Üç yıl önce ünvanının “doçent” olduğu bir kişinin “Bütün alevi kadınlar orospudur” gibi rezilce bir anlayışının olması ve bunu bir derste öğrencilere söylemesi.

Yine 2011 seçimlerine hazırlık yapan bir ilçe de  bir partinin medya tanıtım sorumlusunun “ örtüsüz kadın satılık kadındır” gibi saçmalaması, bir mezhebin ve türban takmayan kadınlar üzerinden seçim propagandası yaparak, bir çatışmaya davet çıkarır gibi tavır takınmaları öyle görünüyor ki, kamplaşmanın da ötesinde bir cepheleşme yaratarak olası bir çatışmaya zemin hazırlamaktadır.

Hele birde “ünvanı” profesör olan biri “dekolte giyen kadınlara tecavüz edilir” gibi bir saçmalığı ortaya atması aslında kendi içindeki cinsel saplantılarını dışa vurduğunun farkında bile değildi.

Bu ülkede cinsel taciz ve tecavüz kadından daha çok çocuk denecek yaşlardaki 13-14 yaşlarında kız-erkek çocuklarına karşı yapılıyor. Şimdi sormak gerekiyor bu çocuklarda mı, dekolte elbise giyiyordu.
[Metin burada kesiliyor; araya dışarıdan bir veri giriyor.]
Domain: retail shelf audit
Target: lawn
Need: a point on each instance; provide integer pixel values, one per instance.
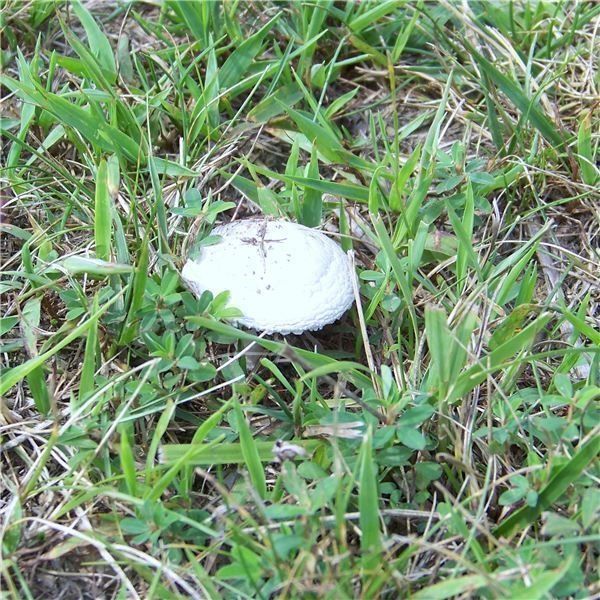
(440, 440)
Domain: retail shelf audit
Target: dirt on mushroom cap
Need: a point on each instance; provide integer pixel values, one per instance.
(284, 277)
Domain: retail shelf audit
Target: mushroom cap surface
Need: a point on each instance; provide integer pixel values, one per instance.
(283, 277)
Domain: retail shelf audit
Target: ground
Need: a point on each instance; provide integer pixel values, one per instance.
(442, 438)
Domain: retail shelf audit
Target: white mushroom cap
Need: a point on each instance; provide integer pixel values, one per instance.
(283, 277)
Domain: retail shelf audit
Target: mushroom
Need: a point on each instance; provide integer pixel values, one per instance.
(283, 277)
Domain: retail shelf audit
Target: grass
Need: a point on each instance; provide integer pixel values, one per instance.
(444, 439)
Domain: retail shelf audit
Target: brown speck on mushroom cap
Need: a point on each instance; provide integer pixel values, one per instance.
(308, 275)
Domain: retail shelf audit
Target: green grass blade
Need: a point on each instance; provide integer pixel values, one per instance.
(86, 381)
(250, 453)
(99, 44)
(554, 489)
(102, 214)
(528, 106)
(11, 376)
(368, 505)
(225, 453)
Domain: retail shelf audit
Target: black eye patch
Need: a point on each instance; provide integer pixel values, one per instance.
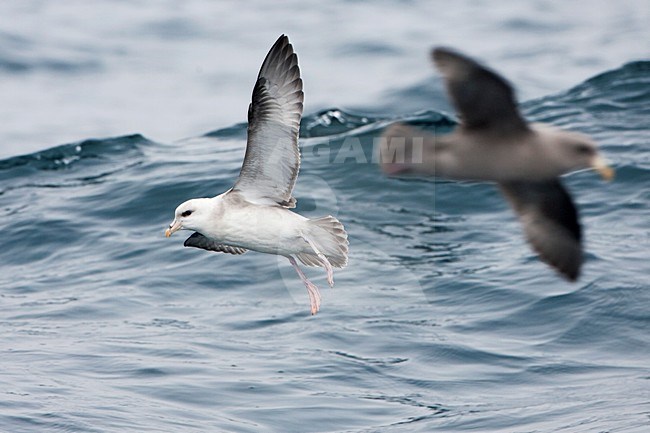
(585, 150)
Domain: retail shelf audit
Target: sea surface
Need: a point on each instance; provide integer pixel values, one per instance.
(445, 320)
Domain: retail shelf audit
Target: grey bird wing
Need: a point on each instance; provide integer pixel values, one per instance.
(550, 222)
(272, 159)
(482, 98)
(197, 240)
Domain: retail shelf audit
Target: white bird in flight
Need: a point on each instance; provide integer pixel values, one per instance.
(254, 214)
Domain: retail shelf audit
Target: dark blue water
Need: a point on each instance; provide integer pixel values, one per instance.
(444, 320)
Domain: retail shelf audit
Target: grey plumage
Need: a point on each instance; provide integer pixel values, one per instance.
(493, 142)
(272, 158)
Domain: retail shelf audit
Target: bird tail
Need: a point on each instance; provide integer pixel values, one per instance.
(331, 239)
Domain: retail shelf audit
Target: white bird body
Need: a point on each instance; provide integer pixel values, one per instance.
(254, 214)
(266, 229)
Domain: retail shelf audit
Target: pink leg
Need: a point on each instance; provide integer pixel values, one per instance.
(326, 263)
(314, 294)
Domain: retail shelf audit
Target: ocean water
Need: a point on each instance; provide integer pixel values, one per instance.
(444, 320)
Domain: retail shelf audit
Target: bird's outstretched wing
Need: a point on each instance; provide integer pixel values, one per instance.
(197, 240)
(482, 98)
(550, 222)
(272, 159)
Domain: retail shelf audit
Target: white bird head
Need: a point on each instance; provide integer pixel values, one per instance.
(190, 215)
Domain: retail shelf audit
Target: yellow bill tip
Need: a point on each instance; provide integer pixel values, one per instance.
(601, 165)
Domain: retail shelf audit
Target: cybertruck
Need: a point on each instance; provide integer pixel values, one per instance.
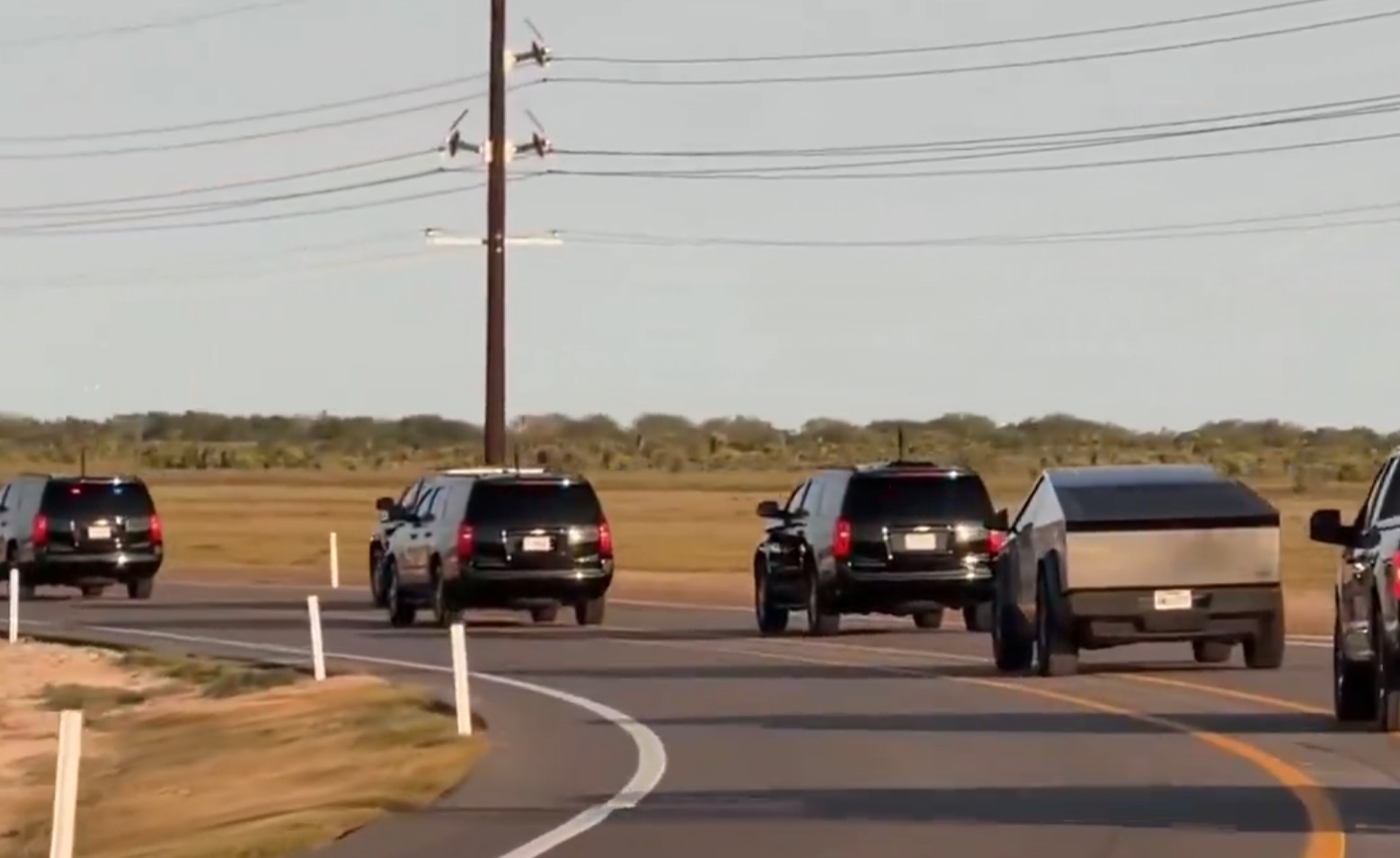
(1102, 557)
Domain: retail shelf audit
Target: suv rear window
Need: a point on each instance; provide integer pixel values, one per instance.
(918, 499)
(534, 503)
(75, 500)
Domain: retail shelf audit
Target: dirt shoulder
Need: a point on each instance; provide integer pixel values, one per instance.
(196, 757)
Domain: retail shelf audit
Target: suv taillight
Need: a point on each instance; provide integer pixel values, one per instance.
(465, 544)
(604, 539)
(842, 539)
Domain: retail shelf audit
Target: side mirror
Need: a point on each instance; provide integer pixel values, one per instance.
(1325, 526)
(1001, 521)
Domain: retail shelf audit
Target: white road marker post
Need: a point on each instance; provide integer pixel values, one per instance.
(318, 650)
(335, 562)
(66, 784)
(461, 689)
(13, 595)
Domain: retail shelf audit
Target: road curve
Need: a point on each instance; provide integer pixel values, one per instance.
(885, 740)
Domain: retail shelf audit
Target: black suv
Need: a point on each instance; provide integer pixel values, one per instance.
(511, 539)
(84, 532)
(898, 538)
(389, 521)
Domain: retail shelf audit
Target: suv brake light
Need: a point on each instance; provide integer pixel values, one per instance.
(605, 539)
(465, 544)
(842, 539)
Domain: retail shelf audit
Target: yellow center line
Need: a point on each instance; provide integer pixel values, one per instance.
(1325, 836)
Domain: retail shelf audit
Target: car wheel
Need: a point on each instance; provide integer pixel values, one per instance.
(377, 577)
(1056, 655)
(1352, 686)
(772, 620)
(591, 612)
(820, 619)
(1264, 649)
(401, 611)
(928, 619)
(140, 588)
(1211, 652)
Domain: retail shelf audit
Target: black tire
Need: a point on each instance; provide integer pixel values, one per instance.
(978, 617)
(820, 619)
(1211, 652)
(591, 612)
(1056, 654)
(1264, 649)
(140, 588)
(1352, 686)
(402, 614)
(772, 620)
(1387, 696)
(1011, 647)
(377, 577)
(928, 619)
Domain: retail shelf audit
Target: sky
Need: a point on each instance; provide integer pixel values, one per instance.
(244, 318)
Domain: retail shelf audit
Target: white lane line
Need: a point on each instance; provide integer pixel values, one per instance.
(651, 752)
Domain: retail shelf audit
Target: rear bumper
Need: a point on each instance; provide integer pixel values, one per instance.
(511, 588)
(1111, 617)
(868, 589)
(92, 569)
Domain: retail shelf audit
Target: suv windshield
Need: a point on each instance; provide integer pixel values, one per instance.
(77, 500)
(918, 499)
(539, 504)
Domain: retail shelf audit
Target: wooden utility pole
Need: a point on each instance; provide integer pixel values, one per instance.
(494, 421)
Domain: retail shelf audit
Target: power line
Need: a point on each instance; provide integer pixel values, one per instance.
(266, 217)
(1342, 110)
(1148, 233)
(917, 73)
(168, 22)
(245, 118)
(227, 140)
(160, 212)
(815, 171)
(921, 49)
(215, 188)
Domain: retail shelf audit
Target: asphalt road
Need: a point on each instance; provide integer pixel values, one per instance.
(885, 740)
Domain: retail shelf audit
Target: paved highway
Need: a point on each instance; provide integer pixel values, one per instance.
(885, 740)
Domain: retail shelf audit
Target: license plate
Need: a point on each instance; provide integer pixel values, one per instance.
(921, 542)
(1172, 599)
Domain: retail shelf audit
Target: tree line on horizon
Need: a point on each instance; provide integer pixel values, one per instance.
(200, 439)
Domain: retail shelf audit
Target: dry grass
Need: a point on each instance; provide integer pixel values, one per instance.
(203, 759)
(692, 522)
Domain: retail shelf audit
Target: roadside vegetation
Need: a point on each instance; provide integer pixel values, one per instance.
(198, 757)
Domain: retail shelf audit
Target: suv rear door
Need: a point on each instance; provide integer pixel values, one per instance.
(535, 524)
(925, 519)
(97, 516)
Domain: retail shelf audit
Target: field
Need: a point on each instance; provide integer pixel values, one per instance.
(687, 522)
(155, 784)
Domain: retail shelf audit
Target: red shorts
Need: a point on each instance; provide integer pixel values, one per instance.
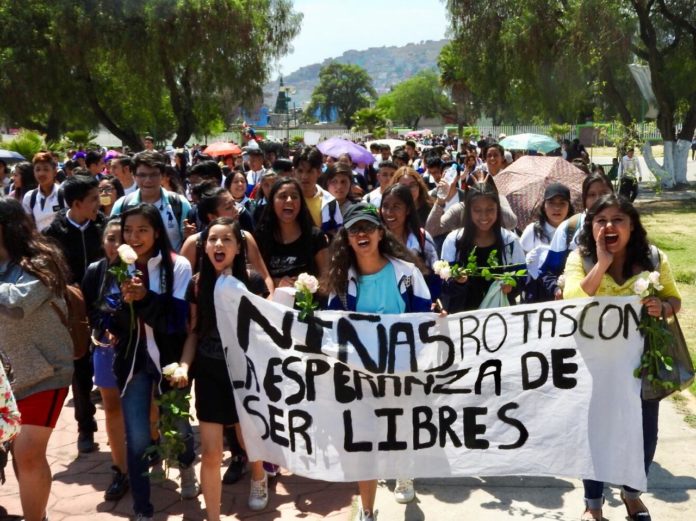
(42, 409)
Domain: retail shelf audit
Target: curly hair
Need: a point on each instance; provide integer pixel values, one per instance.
(638, 247)
(342, 257)
(423, 194)
(32, 251)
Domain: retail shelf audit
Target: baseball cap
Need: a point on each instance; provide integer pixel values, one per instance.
(361, 212)
(555, 189)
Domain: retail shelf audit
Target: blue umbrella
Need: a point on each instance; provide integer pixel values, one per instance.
(537, 142)
(9, 155)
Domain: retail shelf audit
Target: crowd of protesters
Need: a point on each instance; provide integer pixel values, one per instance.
(265, 216)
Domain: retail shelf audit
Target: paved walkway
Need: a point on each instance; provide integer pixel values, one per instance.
(79, 482)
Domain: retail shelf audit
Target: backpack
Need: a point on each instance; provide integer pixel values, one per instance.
(76, 321)
(172, 199)
(35, 194)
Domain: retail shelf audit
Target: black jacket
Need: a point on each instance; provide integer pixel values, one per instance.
(80, 248)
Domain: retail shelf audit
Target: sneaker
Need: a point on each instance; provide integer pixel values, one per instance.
(258, 494)
(271, 469)
(118, 487)
(403, 491)
(85, 443)
(367, 516)
(189, 484)
(237, 468)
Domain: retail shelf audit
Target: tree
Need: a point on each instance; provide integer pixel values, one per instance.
(135, 66)
(415, 98)
(343, 88)
(371, 120)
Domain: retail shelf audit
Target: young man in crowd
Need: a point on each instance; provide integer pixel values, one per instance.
(149, 169)
(121, 168)
(322, 206)
(386, 171)
(43, 202)
(78, 230)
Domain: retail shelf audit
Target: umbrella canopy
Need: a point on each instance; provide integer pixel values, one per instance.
(221, 148)
(336, 146)
(537, 142)
(10, 156)
(524, 182)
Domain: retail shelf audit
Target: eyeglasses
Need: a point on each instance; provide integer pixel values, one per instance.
(366, 228)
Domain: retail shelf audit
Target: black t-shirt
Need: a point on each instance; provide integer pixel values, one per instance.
(289, 260)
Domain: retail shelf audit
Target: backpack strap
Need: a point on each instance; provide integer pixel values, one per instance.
(176, 205)
(572, 228)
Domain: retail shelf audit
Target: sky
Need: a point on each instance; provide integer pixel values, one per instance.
(331, 27)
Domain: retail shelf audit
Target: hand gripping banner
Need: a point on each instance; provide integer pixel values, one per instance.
(536, 390)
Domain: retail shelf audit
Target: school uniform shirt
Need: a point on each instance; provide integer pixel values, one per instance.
(529, 239)
(407, 278)
(45, 208)
(175, 228)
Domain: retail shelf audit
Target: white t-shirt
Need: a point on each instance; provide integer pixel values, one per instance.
(45, 208)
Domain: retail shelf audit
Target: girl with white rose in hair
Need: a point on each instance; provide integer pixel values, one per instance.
(203, 353)
(613, 259)
(149, 324)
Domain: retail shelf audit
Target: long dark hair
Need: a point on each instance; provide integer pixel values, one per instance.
(638, 247)
(267, 228)
(413, 224)
(29, 249)
(342, 257)
(467, 241)
(207, 319)
(542, 219)
(162, 244)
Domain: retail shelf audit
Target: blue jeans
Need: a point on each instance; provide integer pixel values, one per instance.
(136, 416)
(594, 489)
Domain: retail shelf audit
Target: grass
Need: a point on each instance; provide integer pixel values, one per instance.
(670, 226)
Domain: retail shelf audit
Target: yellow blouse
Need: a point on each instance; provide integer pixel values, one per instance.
(575, 273)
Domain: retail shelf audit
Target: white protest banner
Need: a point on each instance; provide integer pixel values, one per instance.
(539, 390)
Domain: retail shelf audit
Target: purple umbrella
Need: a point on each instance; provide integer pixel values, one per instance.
(336, 146)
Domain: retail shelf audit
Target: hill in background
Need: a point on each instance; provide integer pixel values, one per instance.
(386, 65)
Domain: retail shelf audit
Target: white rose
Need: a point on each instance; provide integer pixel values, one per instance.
(305, 281)
(170, 370)
(127, 254)
(654, 279)
(180, 372)
(640, 286)
(442, 269)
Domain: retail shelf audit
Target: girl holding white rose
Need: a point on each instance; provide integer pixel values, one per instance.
(150, 328)
(372, 272)
(614, 259)
(203, 352)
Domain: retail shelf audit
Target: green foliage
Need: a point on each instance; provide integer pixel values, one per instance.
(150, 66)
(371, 120)
(345, 88)
(418, 97)
(558, 130)
(27, 143)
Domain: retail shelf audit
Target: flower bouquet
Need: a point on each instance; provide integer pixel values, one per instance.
(306, 286)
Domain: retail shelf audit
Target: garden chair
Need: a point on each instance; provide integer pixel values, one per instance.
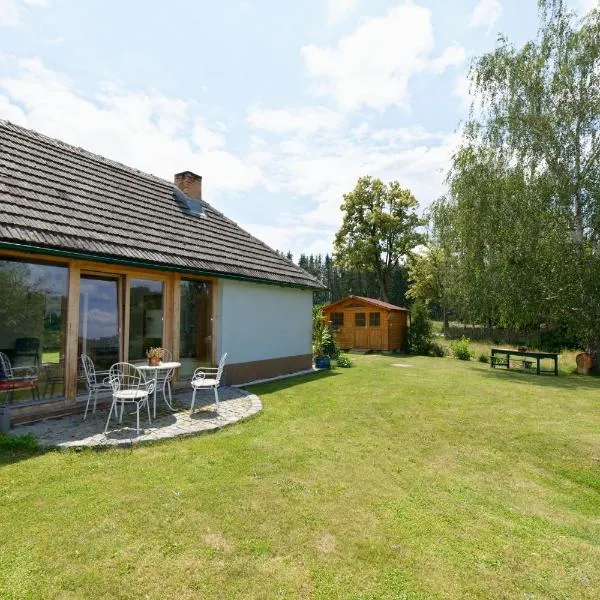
(92, 383)
(164, 377)
(207, 378)
(17, 378)
(129, 386)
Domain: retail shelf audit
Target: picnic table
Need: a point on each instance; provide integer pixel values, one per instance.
(500, 357)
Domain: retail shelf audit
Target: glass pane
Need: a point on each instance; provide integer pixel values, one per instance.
(195, 326)
(99, 320)
(374, 319)
(33, 317)
(145, 317)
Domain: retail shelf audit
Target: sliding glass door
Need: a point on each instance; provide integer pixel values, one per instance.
(99, 320)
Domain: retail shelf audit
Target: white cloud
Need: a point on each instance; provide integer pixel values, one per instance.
(12, 11)
(325, 166)
(373, 65)
(462, 90)
(587, 5)
(306, 120)
(338, 10)
(451, 57)
(151, 132)
(486, 13)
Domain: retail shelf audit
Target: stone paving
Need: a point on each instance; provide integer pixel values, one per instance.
(72, 431)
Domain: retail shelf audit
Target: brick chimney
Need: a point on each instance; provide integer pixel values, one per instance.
(190, 184)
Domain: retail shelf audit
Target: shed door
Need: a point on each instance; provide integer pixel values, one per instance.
(361, 332)
(375, 331)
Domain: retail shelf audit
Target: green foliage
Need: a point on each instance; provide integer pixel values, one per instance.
(436, 350)
(379, 228)
(323, 342)
(461, 349)
(521, 223)
(26, 443)
(420, 332)
(343, 361)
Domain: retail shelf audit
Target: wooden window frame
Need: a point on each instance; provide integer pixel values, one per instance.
(364, 323)
(336, 322)
(374, 314)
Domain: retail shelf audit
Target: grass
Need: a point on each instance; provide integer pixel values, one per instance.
(442, 479)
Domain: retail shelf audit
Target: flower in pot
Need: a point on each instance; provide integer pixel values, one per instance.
(154, 356)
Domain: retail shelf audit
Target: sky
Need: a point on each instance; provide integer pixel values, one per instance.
(280, 106)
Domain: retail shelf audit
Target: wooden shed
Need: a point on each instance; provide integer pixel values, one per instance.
(368, 324)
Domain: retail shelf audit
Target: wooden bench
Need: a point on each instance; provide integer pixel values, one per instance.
(501, 357)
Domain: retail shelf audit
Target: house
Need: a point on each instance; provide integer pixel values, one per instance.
(102, 259)
(368, 324)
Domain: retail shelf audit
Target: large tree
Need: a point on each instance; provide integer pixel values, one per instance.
(521, 222)
(379, 229)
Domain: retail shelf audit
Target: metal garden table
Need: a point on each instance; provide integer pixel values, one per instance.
(500, 357)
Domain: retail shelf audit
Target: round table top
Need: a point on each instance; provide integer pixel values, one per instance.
(163, 365)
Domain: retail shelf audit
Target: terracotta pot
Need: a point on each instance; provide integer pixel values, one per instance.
(584, 363)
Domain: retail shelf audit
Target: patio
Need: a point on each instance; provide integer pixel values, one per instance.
(73, 432)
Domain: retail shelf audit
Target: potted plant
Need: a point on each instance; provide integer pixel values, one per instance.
(154, 356)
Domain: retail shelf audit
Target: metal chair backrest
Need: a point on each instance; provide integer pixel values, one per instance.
(125, 377)
(221, 367)
(5, 367)
(89, 370)
(167, 356)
Hele hele 17 aylık bir bebeğe bile tecavüz edildi bu ülkede. Bunlar ne yazık ki, bizim ülkemiz için münferit olay falan değil. 1 yaşından 16-17 yaşlarında ki çocuklara cinsel taciz ve tecavüzler neredeyse geleneksel hal almaya başladı. Gelenekselleşmeye başladı diyorum çünkü, son yıllarda bu tür suçlara bakan mahkeme heyetleri de akıl almaz kararlar almaya başladı. 13 yaşında yaklaşık 25 kişi tarafından tecavüz edilen çocuğun ve çocukların ruhsal dengesi bozulmamıştır gibi anlamsız bir takdir hakkı kullanarak tecavüz eden sapıklara ceza indirimleri uygulamaya başladı. Bazılarını da beraat ettiren mahkeme üyeleri bile var. Adli Tıbbın vermiş olduğu rapora hiç değinmeyeceğim, çünkü son zamanlarda vermiş olduğu her on rapordan sekizinde skandallar yaşanmaya başladı.

Siyasi konjoktür öyle bir aşamaya geldi ki, sekiz yıl öncesine kadar Türkiye’de hiç kimse müslüman değilmiş ve herkes müslümanlığı sekiz yıl önce öğrenmeye başlamış ve dolayısıyla da yeni müslüman olmuş oluyor.

Bu yeni müslümanlık anlayışı öyle güzel empoze edildi ki, din ile ilgili hiçbir şey bilmeyenler adeta takım tutar gibi başını örtmeye başladı, oruç tutmayan insanlar oruç tutmaya başladı, kurban kesmeyenler kurban kesmeye başladı, camiye gitmeyenler en azından Cuma namazına gitmeye başladılar.

Bu yeni müslümanlığa ayak uydurmayıp eski yaşantısını devam ettirenlerde yeni müslümanlar tarafından dinsiz olarak adlandırılmaya başladılar.

İş artık öyle bir çığırından çıkmaya başladı ki, geldiğimiz noktada, bir mezhebe inanan kadınlara “orospu” ve başını örtmeyen kadınlara da “satılık kadın” “ dekolte giyene tecavüz edilir” deme cesaretini gösterme cüretine kadar geldi.

Bakalım bu gidişattan kim karlı çıkacak.